Look-Back Triggers Visual Reflection in Qwen-2.5-VL, +6.3% Perception
Look-Back is an implicit training paradigm that enables the Qwen‑2.5‑VL‑7B multimodal LLM to autonomously re‑focus on visual inputs during reasoning, achieving a 6.3 % boost in perception tasks, outperforming prior baselines while requiring no extra image tokens or model architecture changes.
Problem Statement
Multimodal large language models (MLLMs) often rely heavily on textual information in the later stages of reasoning, causing visual inputs to be ignored. Existing solutions inject visual tokens explicitly, increasing inference complexity and not fully exploiting the model's inherent visual‑fusion capabilities.
Key Observation
By analyzing attention patterns, the authors discovered that, when guided with a simple prompt, MLLMs can spontaneously shift attention back to visual regions in the reasoning tail without any explicit visual injection. This suggests that MLLMs possess an implicit visual‑reflection ability.
Look-Back Method
Look-Back is an implicit training paradigm that encourages MLLMs to "look back" at visual information during inference. It consists of two stages:
Cold‑start Supervised Fine‑Tuning (SFT) : High‑quality <back> tokens are generated using a stronger model (e.g., GPT‑4o) to create a reflective reasoning dataset. Two variants are defined:
Semantic‑back : Triggers during intermediate reasoning to re‑examine crucial visual details.

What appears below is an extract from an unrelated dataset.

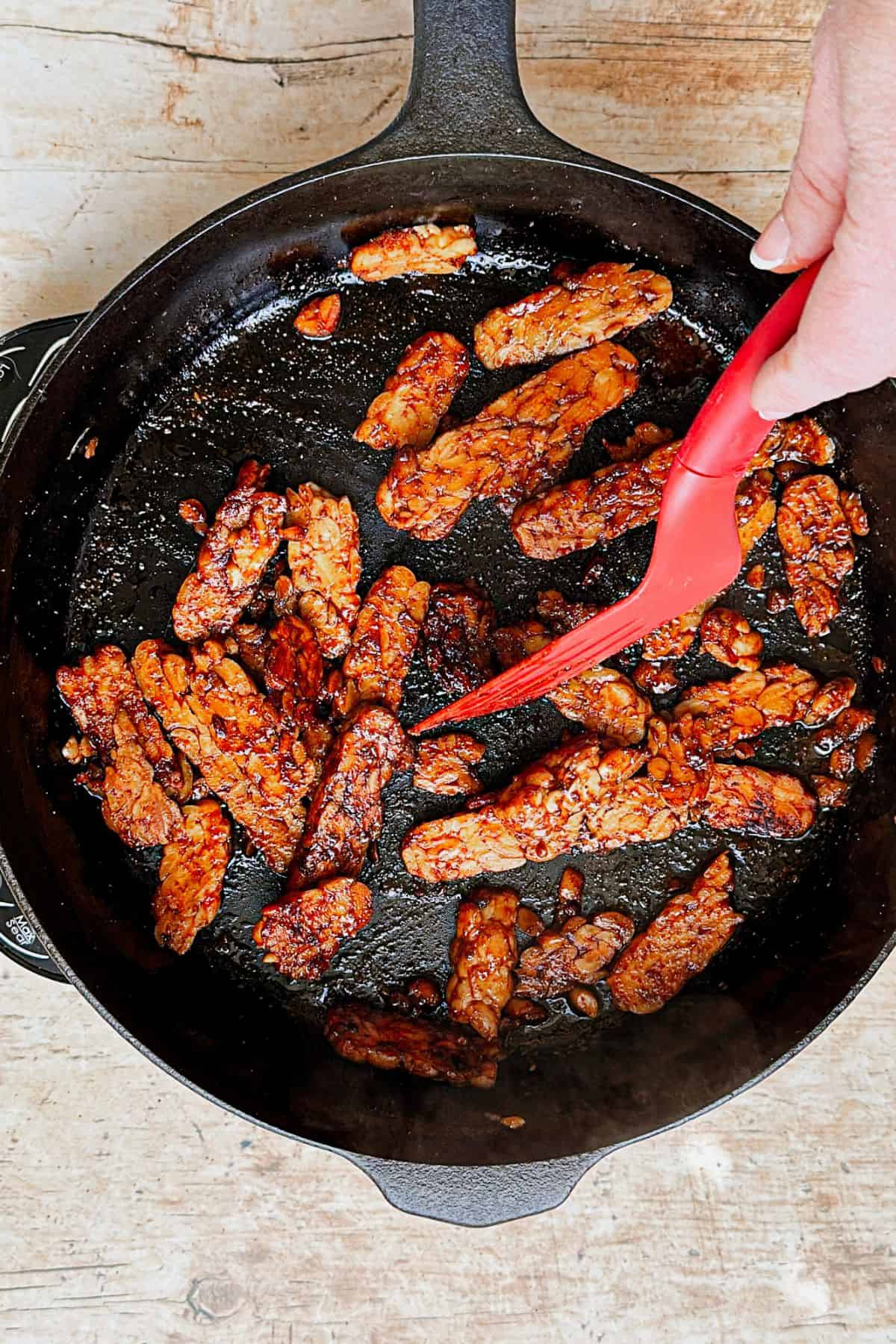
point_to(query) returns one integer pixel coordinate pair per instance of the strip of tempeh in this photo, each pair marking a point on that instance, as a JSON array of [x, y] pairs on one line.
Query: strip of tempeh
[[795, 441], [326, 564], [573, 954], [444, 765], [679, 944], [593, 510], [602, 699], [417, 396], [302, 933], [457, 636], [482, 960], [754, 515], [512, 448], [231, 559], [585, 309], [346, 812], [319, 319], [729, 638], [191, 877], [771, 698], [231, 732], [583, 796], [97, 690], [140, 769], [815, 538], [538, 816], [758, 803], [422, 249], [385, 638], [438, 1051]]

Solution‑back : Triggers after an initial answer is produced, prompting a full visual re‑assessment.
Reinforcement Learning (RL) : The GRPO algorithm is employed with a formatted reward that combines accuracy and a penalty for missing <back> tokens. The reward encourages the model to generate the <back> token autonomously, thereby activating visual reflection.
Experimental Setup
Experiments were conducted on Qwen‑2.5‑VL‑7B across eight multimodal benchmarks (five math‑oriented and three perception‑oriented). Baselines included closed‑source models (GPT‑4o, o3), open‑source general MLLMs (Qwen‑2.5‑VL‑32B, InternVL3‑38B), and open‑source inference‑only MLLMs (e.g., MM‑Eureka‑8B, R1‑VL‑7B). Training used eight NVIDIA A800 GPUs, with SFT for one epoch and RL for two epochs (batch size 128, temperature 1.0, reward weight 0.1).
Results
Performance Gains : Look‑Back improved perception tasks by an average of 6.3 % (e.g., Semantic‑back from 61.3 % to 67.6 %) and math tasks by ~7 % (Semantic‑back from 48.5 % to 55.5 %).
Competitive Edge : Despite having far fewer parameters than GPT‑4o, the Solution‑back variant narrowed the gap, especially on the Solution‑back setting.
Generalization : Training primarily on math data still yielded strong gains on perception benchmarks, indicating cross‑task adaptability.
Ablation Studies
Removing either the SFT or RL stage caused a significant drop in performance, confirming the necessity of both components. Varying the reflection rate showed optimal values between 30 %–50 %; too low or too high rates degraded results.
Limitations
Cold‑start data relies on closed‑source models (GPT‑4o) to generate <back> tokens, limiting open‑source reproducibility.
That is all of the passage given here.